- Julianatop Location within Suriname

Highest point
- Elevation: 1,280 m (4,200 ft)
- Listing: Country high point
- Coordinates: 3°40′58″N 56°32′8″W﻿ / ﻿3.68278°N 56.53556°W

Geography
- Location: Sipaliwini District, Suriname
- Parent range: Wilhelmina Mountains

= Julianatop =

Julianatop (/nl/) is the highest mountain in Suriname at 1280 m. It is located in the Sipaliwini District. The mountain is named after Juliana of the Netherlands. The Amerindian name of the mountain is Ipinumin (He who stands alone).

The Julianatop is located in the Central Suriname Nature Reserve.[2]

The summit was reached for the first time in 1963 by an expedition consisting of Mr. A.P.L. Nunes (GMD - Geologisch Mijnbouwkundige dienst) J.P. Schulz and J. Tawjoeran (both from LBB - Lands Bosbeheer), and S. Ligori from the Suriname Museum. The indigenous expedition member John Tawjoeran hoisted the Surinamese flag (the flag with five stars) in a tree.

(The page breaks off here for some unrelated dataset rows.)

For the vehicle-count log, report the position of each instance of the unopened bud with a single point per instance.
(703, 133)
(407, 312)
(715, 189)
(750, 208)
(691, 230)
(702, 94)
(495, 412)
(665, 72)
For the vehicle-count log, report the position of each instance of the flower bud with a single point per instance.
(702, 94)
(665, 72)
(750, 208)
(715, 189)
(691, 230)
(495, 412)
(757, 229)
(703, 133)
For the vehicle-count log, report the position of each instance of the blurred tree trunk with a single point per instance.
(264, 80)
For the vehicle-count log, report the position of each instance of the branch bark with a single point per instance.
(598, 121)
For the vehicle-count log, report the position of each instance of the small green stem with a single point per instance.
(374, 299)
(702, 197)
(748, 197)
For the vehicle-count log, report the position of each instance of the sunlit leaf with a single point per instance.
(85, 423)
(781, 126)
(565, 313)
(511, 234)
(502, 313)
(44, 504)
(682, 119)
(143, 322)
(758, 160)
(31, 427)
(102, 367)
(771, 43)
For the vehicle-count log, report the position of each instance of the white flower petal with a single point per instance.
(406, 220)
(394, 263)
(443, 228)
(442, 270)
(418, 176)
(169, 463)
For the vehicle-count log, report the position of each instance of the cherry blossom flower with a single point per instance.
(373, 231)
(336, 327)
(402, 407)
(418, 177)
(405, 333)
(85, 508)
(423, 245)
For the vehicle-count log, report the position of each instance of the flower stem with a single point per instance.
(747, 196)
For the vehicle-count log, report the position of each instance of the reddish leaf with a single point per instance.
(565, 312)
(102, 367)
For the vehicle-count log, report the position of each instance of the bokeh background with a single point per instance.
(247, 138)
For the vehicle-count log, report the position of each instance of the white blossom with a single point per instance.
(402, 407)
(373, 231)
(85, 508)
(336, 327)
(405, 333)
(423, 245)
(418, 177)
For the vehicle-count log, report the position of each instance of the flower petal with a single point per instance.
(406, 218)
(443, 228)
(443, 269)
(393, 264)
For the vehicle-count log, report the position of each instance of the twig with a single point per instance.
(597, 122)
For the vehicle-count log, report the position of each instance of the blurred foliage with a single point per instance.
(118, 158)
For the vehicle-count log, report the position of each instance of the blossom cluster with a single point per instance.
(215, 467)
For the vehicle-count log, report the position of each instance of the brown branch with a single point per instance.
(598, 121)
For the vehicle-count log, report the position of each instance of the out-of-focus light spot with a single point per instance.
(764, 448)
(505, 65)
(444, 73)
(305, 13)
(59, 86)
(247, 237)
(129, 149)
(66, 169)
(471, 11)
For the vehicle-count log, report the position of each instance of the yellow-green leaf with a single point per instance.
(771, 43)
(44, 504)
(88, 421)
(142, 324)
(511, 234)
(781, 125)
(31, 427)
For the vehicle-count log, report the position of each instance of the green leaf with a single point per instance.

The expedition arrived at the Kayser Mountains airstrip on June 29, 1963. From there, they followed the Zuid River by korjaal Surinamese canoe) to its confluence with the Lucie River, which they then followed upstream for approximately 15 km to where the Lucie River meets the Oost River. The base camp was established here. From this base camp, a trail was cleared heading northwest toward Julianatop (Juliana summit); at km 14, the trail turned northeast, and at km 19, it turned north. From that point, a 3.5 km long side path was cut in an easterly direction. Small camps were set up at km 9, 14, 19, 21, and halfway along the eastern track.

The expedition to Julianatop was an extension of the June, July, and August 1963 expedition to the Wilhelmina Mountains, led by Dr. Bassett Maguire, Dr. Howard Irwin, Dr. Tom Soderstrom, and Noel Holmgren, all from the NYBG (New York Botanical Gardens), along with G. Wessels-Boer, J. Elburg, Boy Jopoi, and H.P. Pijpers (Radio communications) on behalf of the LBB, to conduct botanical research and collect plant samples.